If Durer had drawn a picture of his erect penis and then sent a messenger to deliver it to a woman he knew, who had not shown any interest in him, it would have been very different to exhibiting a nude self-portrait.
Also why encourage shy men to send pictures of their penises to others? We all know that there is so much that can go wrong if the recipient is indiscreet and or the relationship breaks down. If a couple are already lovers, the man can learn to be less self-conscious about his body. Physical intimacy is far more important than than multimedia message intimacy.
‘There are people who should — perhaps — ‘ put on a raincoat and ‘exercise their vulnerability’ at the nearest schoolyard?
True about Dürer. Also, re-reading the post an hour or two ago I wished I had pointed out that Dürer DID NOT paint a dick pic, he painted a naked self-portrait, dick included.

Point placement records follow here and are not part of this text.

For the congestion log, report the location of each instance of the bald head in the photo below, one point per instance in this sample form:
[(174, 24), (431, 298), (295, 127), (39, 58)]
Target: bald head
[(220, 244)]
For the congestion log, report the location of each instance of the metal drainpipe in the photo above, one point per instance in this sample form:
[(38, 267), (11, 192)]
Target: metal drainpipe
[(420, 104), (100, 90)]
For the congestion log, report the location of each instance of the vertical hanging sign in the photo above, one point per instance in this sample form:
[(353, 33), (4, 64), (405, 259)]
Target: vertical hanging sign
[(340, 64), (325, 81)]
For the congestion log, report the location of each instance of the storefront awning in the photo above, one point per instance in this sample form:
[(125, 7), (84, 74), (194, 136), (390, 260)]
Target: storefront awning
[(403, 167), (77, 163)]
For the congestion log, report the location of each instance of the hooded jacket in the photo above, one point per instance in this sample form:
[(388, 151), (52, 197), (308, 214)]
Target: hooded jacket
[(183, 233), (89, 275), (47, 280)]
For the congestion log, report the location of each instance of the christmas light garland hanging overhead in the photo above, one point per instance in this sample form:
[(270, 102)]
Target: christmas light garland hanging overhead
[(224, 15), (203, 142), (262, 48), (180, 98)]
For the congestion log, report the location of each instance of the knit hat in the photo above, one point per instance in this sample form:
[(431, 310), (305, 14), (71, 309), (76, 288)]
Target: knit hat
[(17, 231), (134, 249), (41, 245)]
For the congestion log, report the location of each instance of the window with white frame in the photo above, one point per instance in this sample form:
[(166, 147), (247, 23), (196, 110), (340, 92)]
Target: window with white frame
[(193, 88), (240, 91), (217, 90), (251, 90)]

De Botton seems to be assuming that virtually all dick pics are sent to women in a relationship with the sender, or at least with their prior consent (because, if he were correct about that, then the piece would be a bit pretentious, sure, but not particularly offensive). Privilege so clearly defined and identifiable is rare.
I’m not sure it’s even possible for him to assume that, because he’s aware that sending dick pics isn’t universally seen as okie dokie. He must have picked that up from somewhere…yet he still goes on to ignore the recipients altogether. The whole thing is so clueless I just can’t figure it out.
De Botton? say no more!
Surely most people think “unsolicited dick pic” when they hear “dick pic”? Because most comments I hear about them are about ones sent without consent.